Figure 4. Binding Site Structures in 2D (middle image) and 3D (top image) for Mutant AKt with (Dapagliflozin, etoricoxib, and capivasertib) from Left to Right. The lower 3D structure shows the binding sites of Dapagliflozin (yellow) and etoricoxib (blue) in conjunction with the mutant AKt.

Regarding the interaction of etoricoxib with the mutant AKt signaling protein, the docking score was -6.8 kcal/mol. Molecular docking analysis revealed three “conventional hydrogen bonds” with the amino acid residues HIS A:1454, TRP A:1456, and SER A:1584 at distances of 2.73 Å, 2.13 Å, and 2.22 Å, respectively. One “pi-anion bond” occurs with the amino acid residue GLU A:1485 at 3.65 Å. Three “pi-sulfur bonds” occur with one amino acid residue HIS A:1454 and two amino acid residues of TRP A:1456 at distances of 4.84 Å, 5.29 Å, and 5.47 Å, respectively. One “pi-pi-shaped bond” occurs with the amino acid residue TYR A:1583 at 5.30 Å. One “alkyl bond” occurs with the amino acid residue ARG A:1514 at 5.00 Å. Lastly, two “pi-alkyl bonds” occur with residues TYR A:1583 and ALA A:1486 at distances of 4.72 Å and 5.15 Å, respectively (Figure 4).

Docking sites for each ingredient mixture with AKt exhibited variability, suggesting that the mixture ingredients interact synergistically in their targeting mechanisms (Figure 4).

For comparison, a molecular docking study evaluated the interaction between capivasertib (an AKT inhibitor) [58] And a mutant PI3K signaling protein, resulting in a docking score of -6.7 kcal/mol for binding. The study showed three “conventional hydrogen bond” constraints with ASN A:178, GLY A:174, and PRO A:170 amino acid residues at distances of 3.06 Å, 2.19 Å, and 2.62 Å, respectively. It also identified one “pi-alkyl bond” constraint with ASP A:218 at 4.61 Å, one “pi-donor hydrogen bond” with ASN A:43 at 3.16 Å, two “alkyl bond” constraints with ILE A:171 and LEU A:221 at 4.68 Å and 4.62 Å, respectively, and finally, one “pi-alkyl bond” with ILE A:222 at 4.98 Å (Figure 4).

3-4-3- Docking with mutant mTOR signal protein

The molecular docking study results of the interaction between Dapagliflozin and the mutant mTOR signal protein yield a docking score of -7.3 kcal/mol. Molecular docking analysis revealed one “conventional hydrogen bond” with the amino acid residues GLU A:163, at distances of 2.72 Å. Three “carbon-hydrogen bonds” occur with two residues of ASP A:1632 and one residue of TYR A:1583 at 3.51 Å, 3.19 Å, and 3.60 Å, respectively. one “pi-sigma bond” with the amino acid residue ILE A:1629 at a distance of 3.63 Å. one “Alkyl bond” with the amino acid residue ALA A:1586 at a distance of 3.80 Å. And finally, one “pi-alkyl bonds” occurs with residues PRO A:1426 at 4.74 Å (Figure 5).

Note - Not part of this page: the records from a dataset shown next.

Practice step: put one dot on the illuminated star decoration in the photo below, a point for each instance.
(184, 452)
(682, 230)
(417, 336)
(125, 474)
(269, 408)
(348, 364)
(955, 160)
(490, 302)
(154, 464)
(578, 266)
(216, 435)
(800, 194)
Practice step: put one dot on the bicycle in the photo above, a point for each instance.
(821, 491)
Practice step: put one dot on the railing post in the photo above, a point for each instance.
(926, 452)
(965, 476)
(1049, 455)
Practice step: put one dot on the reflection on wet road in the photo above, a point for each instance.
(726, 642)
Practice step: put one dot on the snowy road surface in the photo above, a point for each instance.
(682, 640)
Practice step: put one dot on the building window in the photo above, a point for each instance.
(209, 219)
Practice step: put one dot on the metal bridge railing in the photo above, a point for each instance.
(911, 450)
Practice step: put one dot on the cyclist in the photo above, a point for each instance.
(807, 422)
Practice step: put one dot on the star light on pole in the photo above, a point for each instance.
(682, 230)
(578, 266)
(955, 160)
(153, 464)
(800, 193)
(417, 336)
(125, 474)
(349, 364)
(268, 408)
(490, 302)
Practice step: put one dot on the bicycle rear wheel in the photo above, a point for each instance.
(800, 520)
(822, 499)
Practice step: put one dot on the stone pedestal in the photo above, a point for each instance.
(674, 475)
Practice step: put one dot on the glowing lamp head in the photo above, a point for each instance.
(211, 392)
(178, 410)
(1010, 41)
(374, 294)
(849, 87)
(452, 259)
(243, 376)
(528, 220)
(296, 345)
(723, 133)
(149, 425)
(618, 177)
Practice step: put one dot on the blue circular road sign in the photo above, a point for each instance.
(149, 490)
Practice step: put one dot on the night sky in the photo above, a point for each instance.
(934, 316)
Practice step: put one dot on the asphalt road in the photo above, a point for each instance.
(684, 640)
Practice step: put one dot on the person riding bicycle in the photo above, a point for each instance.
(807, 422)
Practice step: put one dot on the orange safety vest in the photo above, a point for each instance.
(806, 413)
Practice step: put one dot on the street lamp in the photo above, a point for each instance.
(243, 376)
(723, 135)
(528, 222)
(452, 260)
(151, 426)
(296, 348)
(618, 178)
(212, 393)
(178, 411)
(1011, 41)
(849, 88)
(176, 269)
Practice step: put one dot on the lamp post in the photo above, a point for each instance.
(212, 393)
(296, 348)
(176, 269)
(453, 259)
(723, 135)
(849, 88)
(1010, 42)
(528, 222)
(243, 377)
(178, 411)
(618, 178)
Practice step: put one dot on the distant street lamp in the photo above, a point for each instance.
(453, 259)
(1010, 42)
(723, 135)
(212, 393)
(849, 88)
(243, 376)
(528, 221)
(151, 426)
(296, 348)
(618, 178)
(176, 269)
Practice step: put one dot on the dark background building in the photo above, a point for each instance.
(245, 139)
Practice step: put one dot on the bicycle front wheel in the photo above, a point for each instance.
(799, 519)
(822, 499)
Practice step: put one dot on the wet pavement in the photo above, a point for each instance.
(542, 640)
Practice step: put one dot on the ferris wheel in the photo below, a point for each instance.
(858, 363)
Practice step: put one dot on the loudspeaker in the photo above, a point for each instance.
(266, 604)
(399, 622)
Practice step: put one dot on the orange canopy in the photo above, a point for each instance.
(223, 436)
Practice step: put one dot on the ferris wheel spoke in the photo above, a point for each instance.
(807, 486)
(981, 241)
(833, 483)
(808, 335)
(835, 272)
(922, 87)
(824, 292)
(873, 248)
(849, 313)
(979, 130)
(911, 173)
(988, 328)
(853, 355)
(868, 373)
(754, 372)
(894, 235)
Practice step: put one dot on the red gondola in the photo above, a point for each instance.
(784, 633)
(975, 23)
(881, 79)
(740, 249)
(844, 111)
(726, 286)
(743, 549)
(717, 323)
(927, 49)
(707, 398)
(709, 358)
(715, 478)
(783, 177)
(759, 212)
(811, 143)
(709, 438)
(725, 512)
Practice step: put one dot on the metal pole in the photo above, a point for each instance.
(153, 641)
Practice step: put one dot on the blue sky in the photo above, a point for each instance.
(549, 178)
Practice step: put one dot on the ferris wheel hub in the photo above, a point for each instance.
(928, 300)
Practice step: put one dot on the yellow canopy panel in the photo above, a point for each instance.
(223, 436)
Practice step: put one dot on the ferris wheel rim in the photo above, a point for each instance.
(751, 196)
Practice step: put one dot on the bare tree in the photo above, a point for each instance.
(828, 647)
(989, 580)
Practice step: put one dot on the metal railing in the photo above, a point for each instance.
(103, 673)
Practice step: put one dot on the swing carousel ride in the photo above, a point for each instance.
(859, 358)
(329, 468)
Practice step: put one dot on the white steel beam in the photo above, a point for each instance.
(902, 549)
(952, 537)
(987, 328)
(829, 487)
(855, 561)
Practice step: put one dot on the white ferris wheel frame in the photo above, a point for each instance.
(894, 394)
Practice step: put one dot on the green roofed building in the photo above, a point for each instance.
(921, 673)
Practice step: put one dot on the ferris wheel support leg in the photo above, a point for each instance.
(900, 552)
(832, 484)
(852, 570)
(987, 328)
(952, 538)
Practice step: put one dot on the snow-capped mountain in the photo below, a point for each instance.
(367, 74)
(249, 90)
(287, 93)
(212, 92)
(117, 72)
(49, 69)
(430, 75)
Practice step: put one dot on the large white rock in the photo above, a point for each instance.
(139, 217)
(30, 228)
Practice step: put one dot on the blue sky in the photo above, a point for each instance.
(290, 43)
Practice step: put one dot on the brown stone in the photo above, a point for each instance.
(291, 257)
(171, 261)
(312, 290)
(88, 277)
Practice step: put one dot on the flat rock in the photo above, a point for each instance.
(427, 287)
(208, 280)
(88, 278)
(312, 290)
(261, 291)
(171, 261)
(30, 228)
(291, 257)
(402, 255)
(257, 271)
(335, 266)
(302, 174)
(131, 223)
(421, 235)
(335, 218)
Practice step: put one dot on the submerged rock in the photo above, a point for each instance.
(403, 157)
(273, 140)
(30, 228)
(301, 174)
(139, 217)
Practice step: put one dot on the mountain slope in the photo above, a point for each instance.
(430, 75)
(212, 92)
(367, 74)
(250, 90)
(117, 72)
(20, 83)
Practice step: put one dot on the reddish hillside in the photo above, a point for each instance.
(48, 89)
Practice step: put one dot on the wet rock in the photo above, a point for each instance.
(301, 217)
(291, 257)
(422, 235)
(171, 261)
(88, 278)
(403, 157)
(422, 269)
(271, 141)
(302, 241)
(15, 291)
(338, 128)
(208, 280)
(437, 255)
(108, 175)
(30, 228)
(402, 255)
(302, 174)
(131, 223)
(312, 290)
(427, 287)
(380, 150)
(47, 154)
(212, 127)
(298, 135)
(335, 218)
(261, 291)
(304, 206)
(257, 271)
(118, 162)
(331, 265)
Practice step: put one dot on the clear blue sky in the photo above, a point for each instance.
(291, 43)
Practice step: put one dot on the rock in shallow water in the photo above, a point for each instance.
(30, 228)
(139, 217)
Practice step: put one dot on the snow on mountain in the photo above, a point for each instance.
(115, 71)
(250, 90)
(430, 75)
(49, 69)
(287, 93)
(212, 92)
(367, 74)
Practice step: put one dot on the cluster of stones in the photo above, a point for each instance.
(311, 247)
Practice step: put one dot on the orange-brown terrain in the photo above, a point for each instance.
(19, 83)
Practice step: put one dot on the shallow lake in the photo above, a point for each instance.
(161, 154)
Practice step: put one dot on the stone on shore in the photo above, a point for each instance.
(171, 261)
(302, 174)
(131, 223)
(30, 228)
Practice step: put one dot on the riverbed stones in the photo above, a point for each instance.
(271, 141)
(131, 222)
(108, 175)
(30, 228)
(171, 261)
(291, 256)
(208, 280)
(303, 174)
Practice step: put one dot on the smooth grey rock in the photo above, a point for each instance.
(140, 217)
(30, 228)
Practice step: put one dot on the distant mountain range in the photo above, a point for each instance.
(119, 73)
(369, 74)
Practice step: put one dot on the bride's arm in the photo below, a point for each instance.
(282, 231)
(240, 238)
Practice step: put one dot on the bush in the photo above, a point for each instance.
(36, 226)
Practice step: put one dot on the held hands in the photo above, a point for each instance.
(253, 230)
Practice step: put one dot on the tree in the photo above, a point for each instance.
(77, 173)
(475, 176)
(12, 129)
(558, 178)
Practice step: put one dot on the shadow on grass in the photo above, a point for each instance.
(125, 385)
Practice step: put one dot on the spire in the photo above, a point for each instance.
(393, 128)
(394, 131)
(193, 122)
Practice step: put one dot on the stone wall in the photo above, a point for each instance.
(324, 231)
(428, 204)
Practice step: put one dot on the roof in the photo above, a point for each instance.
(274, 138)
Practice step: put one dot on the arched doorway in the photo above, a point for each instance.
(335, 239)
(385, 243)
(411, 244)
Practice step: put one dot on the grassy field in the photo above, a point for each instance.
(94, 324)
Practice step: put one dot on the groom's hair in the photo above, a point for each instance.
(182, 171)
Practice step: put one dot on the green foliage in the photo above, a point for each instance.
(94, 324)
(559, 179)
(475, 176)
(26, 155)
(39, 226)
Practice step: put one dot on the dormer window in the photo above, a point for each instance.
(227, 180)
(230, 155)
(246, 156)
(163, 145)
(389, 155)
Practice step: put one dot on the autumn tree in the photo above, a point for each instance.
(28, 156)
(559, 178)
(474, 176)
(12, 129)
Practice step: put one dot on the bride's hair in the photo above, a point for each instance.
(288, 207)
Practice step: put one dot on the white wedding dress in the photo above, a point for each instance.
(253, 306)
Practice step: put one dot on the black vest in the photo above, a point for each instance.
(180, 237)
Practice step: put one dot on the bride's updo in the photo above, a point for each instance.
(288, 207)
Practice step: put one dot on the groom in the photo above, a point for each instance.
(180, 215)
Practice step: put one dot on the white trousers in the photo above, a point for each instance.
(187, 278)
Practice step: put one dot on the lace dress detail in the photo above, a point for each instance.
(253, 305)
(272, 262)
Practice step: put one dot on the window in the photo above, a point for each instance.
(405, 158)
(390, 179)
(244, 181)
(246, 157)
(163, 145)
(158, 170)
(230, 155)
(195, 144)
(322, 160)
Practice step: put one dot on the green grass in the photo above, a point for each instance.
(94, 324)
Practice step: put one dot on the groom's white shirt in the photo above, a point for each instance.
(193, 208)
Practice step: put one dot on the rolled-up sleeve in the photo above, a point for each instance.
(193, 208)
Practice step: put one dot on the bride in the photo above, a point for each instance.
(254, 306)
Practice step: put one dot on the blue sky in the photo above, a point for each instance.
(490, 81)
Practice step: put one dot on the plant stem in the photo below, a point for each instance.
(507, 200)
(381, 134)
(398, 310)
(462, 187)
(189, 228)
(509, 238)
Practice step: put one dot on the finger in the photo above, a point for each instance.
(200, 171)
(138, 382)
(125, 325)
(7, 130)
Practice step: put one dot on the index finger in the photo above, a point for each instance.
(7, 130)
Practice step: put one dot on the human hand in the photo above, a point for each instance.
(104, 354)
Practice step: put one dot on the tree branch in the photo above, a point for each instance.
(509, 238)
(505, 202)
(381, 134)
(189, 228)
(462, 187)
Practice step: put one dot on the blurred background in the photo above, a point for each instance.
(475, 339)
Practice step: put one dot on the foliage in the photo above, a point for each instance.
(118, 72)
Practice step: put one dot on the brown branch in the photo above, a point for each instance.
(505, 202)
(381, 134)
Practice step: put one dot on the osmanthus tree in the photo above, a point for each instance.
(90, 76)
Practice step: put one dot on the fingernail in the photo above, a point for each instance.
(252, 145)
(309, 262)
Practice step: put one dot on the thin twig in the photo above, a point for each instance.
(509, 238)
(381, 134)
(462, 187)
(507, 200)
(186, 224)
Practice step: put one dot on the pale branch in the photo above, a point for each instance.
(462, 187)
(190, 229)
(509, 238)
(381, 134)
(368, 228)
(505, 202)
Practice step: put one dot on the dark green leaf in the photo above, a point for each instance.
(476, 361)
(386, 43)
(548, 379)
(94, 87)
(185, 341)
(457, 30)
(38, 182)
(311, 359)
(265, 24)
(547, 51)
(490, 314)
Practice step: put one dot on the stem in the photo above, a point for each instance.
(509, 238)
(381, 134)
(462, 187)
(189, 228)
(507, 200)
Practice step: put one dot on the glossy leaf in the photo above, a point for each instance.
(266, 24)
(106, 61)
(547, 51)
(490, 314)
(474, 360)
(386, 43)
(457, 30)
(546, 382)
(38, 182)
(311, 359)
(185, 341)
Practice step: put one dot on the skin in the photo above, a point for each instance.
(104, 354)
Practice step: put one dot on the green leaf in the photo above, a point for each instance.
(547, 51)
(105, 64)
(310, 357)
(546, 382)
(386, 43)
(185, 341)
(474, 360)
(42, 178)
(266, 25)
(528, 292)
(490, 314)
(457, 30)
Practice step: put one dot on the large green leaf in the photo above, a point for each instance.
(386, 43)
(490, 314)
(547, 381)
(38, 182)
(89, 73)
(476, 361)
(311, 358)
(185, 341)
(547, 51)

Figure 5. Binding Site Structures in 2D (middle image) and 3D (top image) for Mutant mTOR with (Dapagliflozin, etoricoxib, and Everolimus) from Left to Right. The lower 3D structure shows the binding sites of Dapagliflozin (yellow) and etoricoxib (blue) in conjunction with the mutant mTOR.

Regarding the interaction of etoricoxib with the mutant mTOR signaling protein, the results showed a docking score of -6.8 kcal/mol. Molecular docking analysis revealed three “conventional hydrogen bonds” with the amino acid residues HIS A:1454, TYR A:1456, and SER A:1584 at distances of 2.73 Å, 2.13 Å, and 2.22 Å, respectively. One “pi-anion bond” occurs with the amino acid residue GLU A:1485 at 3.65 Å. Three “pi-sulfur bonds” occur with the amino acid residues HIS A:1454 and TRP A:1456 at 4.84 Å, 5.29 Å, and 5.47 Å, respectively. One “pi-pi-shaped bond” occurs with the amino acid residue TYR A:1583 at 5.30 Å. One “alkyl bond” occurs with the amino acid residue ARG A:1514 at 5.00 Å. Lastly, two “pi-alkyl bonds” occur with residues TYR A:1583 and ALA A:1486 at 4.72 Å and 5.15 Å, respectively. Figure 5 Based on the interaction patterns of each mixture ingredient with mTOR, we proposed that the combination exerts its effects through a complementary mechanism, indicating a synergistic interaction among the components (Figure 5).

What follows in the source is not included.